228.  Ecclus. xxiv. 23. (Comp. a sublime passage of E. Irving, identifying the contents of the ‘sacred volume’ with ‘the primeval divinity of revealed Wisdom,’ Miscellanies, p. 380 &c.) According to late Jewish theology, the Law is one of the seven things produced before the creation of the world. The alphabet-fables in Talmud and Midrash, in which letters of the alphabet converse with God, presuppose the same view (comp. the Mohammedan view of the Koran).

229.  So Milton (a Hebraist), Paradise Lost, vii. 10 (‘didst play’), and again in Tetrachordon (‘God himself conceals not his own recreations,’ &c.)

230.  The proof of this cannot be given here.

231.  See ii. 4, iii. 13-15, iv. 7, vii. 16, 17, 19, 20 (especially), viii. 10, 18-21.

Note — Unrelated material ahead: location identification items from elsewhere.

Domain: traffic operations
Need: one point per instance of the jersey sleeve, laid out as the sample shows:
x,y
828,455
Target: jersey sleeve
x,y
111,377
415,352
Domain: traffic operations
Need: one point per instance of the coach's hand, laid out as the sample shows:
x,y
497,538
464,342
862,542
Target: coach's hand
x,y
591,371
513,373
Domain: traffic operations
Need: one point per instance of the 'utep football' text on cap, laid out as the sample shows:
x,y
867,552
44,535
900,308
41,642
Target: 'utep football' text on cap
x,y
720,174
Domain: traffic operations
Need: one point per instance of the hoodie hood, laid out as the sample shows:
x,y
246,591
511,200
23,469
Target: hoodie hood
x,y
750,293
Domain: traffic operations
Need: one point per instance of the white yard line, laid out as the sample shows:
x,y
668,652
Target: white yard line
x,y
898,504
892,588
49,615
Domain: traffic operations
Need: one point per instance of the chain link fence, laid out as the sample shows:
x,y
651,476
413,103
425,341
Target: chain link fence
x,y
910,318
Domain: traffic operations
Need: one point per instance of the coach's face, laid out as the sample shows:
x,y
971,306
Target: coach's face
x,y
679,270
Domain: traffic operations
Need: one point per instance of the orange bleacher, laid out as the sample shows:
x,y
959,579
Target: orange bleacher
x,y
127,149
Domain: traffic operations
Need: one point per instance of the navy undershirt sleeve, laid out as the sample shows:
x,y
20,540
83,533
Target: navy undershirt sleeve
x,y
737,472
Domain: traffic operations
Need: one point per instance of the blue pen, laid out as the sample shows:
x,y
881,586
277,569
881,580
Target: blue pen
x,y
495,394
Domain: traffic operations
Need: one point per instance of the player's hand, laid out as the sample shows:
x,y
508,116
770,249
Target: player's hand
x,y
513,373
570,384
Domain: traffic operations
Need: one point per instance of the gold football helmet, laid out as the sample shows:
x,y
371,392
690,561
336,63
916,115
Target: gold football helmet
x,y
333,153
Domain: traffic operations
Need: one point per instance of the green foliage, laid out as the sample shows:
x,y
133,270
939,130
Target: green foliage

232.  Comp. i. 32, 33, ii. 21, 22, iii. 1-10, ix. 11, 12, 18.

233.  Keil qualifies this however by admitting that Solomon may have incorporated many sayings of other wise men.

234.  Die Sprüche Salomo’s, v. xvii.

235.  Die biblische Theologie, i. 563.

236.  The Religion of Israel, ii. 242.

237.  The passages in II. Isaiah referred to in this paragraph belong to sections most probably of post-Exile origin. (See art. ‘Isaiah’ in Encyclopædia Britannica, new ed.)